Telif Hakları Olmayan Kitapların Farklı Edisyonları Hakkında

Arkadaşlar benim merak ettiğim bir konu var. Ne zaman bir kitap alışverişi yapacak olsam hep dikktaimi çekiyor. Kendimce mantıklı bir cevabını da bulamıyorum.

Telif hakları bulunmayan kitapları isteyen itsediği şekilde tercümesini yapıp basabildiğimi biliyoruz. Örneğin Kafka’nın Dönüşüm’ünü ele alalım. Abartmak için söylemiyorum 100 farklı fiyatta, 100 farklı yayıncıdan çıkma, 100’den fazla edisyonu var. Çeşitliliğin önemli olduğunun farkındayım ama işin garip bi tarafı var…

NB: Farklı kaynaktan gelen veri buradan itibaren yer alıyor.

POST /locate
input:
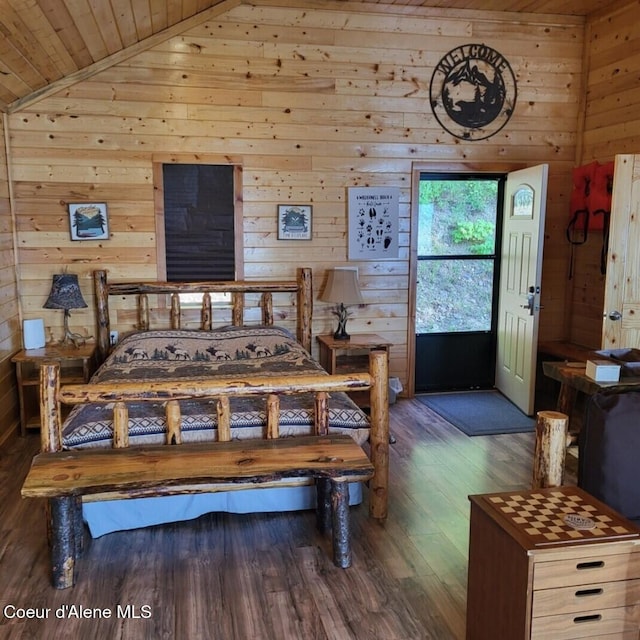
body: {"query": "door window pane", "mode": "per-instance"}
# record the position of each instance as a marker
(454, 296)
(457, 217)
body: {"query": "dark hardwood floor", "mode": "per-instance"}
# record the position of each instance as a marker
(266, 576)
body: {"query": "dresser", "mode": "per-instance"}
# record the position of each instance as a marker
(551, 564)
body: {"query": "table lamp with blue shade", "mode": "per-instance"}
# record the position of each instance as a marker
(65, 294)
(343, 289)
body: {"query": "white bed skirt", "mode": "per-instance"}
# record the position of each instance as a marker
(121, 515)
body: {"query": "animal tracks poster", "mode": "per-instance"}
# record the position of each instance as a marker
(373, 223)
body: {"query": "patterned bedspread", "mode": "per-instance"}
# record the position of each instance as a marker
(227, 353)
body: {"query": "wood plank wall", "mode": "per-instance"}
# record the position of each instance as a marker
(611, 126)
(10, 336)
(310, 102)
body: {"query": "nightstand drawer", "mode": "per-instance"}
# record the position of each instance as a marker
(551, 602)
(586, 570)
(589, 624)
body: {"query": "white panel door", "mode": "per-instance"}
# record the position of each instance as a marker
(520, 277)
(621, 325)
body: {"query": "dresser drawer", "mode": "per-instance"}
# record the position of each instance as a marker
(598, 595)
(586, 570)
(620, 622)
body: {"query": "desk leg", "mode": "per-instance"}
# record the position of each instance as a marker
(566, 399)
(62, 518)
(340, 529)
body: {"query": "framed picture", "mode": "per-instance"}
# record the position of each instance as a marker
(88, 221)
(373, 223)
(294, 222)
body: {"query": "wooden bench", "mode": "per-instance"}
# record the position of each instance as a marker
(64, 477)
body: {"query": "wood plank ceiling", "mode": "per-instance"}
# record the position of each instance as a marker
(50, 43)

Şimdi piyasada birçok tanınmış ve güvenilir yayınevi var. Örneğin İş Bankası Yayınları, Dönüşüm’ü 3.5 TL. Can Yayınları 4.5 TL gibi bir fiyattan satılıyor. Öte yandan adını bile duymadığımız, sadece çocuk kitapları, kpss kitapları, dini ilahi kitaplar basmış olan bir yayıncının, piyasada hali hazırda 100 tane farklı edisyonu olan Dönüşüm’ün, Google Translate’ten çevirisini yapıp, 101. edisyonunu basıp, yetmezmiş gibi birde bunun için 8-9 TL fiyat istemesindeki mantığı bi türlü kavrayamıyorum. Bir yayıncı neden böyle birşey yapar? Dışardan bakıldığında çok mantıksız.

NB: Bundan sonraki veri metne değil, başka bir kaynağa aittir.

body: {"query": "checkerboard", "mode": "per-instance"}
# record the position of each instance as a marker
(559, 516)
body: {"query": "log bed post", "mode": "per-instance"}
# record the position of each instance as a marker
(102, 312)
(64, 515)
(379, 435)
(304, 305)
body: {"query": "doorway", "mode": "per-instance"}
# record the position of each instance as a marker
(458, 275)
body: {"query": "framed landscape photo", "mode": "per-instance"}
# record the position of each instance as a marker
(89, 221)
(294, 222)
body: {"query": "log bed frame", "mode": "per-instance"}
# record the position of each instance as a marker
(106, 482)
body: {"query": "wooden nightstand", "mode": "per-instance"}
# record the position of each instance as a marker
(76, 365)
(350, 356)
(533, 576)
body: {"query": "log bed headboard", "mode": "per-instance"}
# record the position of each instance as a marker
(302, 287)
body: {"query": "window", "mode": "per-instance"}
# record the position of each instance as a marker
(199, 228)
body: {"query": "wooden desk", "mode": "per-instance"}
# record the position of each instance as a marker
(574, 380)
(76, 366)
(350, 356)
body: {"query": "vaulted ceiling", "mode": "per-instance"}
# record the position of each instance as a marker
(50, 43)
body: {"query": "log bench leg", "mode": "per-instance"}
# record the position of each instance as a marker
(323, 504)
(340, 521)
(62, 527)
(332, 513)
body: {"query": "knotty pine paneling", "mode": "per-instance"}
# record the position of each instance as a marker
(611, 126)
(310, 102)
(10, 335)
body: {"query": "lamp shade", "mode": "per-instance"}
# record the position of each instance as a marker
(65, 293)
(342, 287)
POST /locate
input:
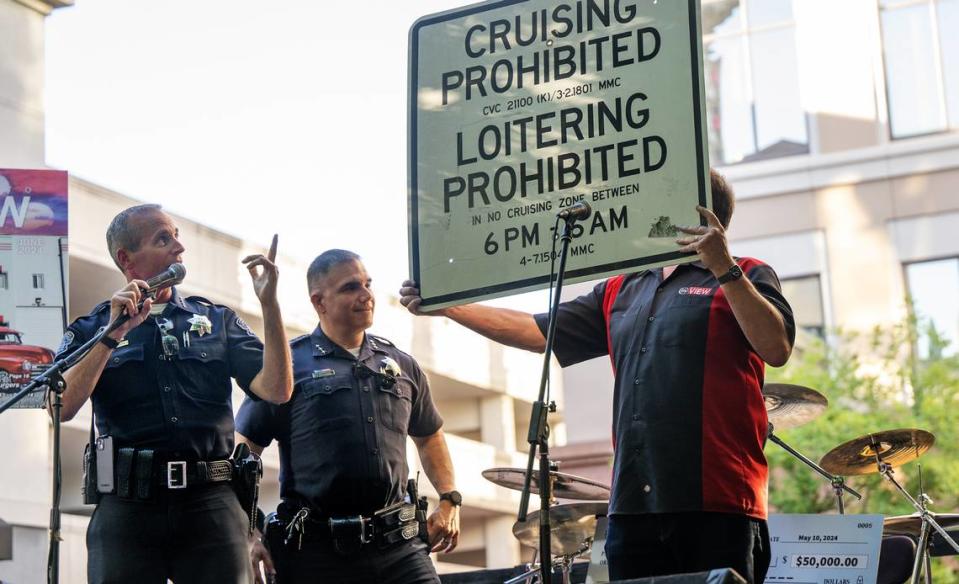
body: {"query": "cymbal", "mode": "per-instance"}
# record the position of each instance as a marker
(565, 486)
(911, 524)
(570, 525)
(895, 448)
(789, 405)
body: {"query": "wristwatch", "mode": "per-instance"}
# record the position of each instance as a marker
(109, 342)
(734, 273)
(453, 497)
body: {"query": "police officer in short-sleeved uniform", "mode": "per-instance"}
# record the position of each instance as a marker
(163, 394)
(342, 441)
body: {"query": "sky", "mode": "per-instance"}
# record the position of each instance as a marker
(250, 117)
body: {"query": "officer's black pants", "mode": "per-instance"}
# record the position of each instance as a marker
(638, 546)
(406, 563)
(195, 535)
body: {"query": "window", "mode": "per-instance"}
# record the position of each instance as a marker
(921, 57)
(752, 86)
(805, 297)
(934, 290)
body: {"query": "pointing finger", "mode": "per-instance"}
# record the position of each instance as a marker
(272, 253)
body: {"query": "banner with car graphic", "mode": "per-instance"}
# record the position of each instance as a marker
(33, 268)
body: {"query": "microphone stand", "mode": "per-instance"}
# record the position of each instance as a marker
(538, 436)
(52, 378)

Yani gerçekten bu tip yayınevleri, piyasada 100 tane olan kitabı rezil bi çeviri ile tekrar basıp, pazarlayıp birde bundan kar elde edebiliyorlar mı? Birileri “İş Bankasının, Can Yayınlarının vs. 3 TL’ye Dönüşüm’ü var ama ben Comolokko Yayınlarının Dönüşüm’ünü 9 TL ye alıyım.” diyor mu cidden?

5 Beğeni

Şahsen benim elimde tüm klasikler olduğu halde Koridor Yayıncılık’tan hepsini yenilemiştim çünkü kapak tasarımı çok sağlam ve görsel olarak kitaplıkta çok şık duruyor. Elimdeki kitapların kapakları çok yıpranmıştı ve sayfaları sararmıştı bazılarının ve ben de bu sebeple parasını dikkate almadan kapak-sayfa kalitesi için yeniledim.
Dönüşüm kitabını da yine Koridor Yayıncılık’tan 11 TL’ye aldım, kapak çok sağlam ve estetik olduğu için.

İş Bankası’nın arkasında banka olmasından ötürü fiyatları böyle güzel :slight_smile: Öte yandan Can’ın da aynı kitapları benzer fiyata satması noktası önemli.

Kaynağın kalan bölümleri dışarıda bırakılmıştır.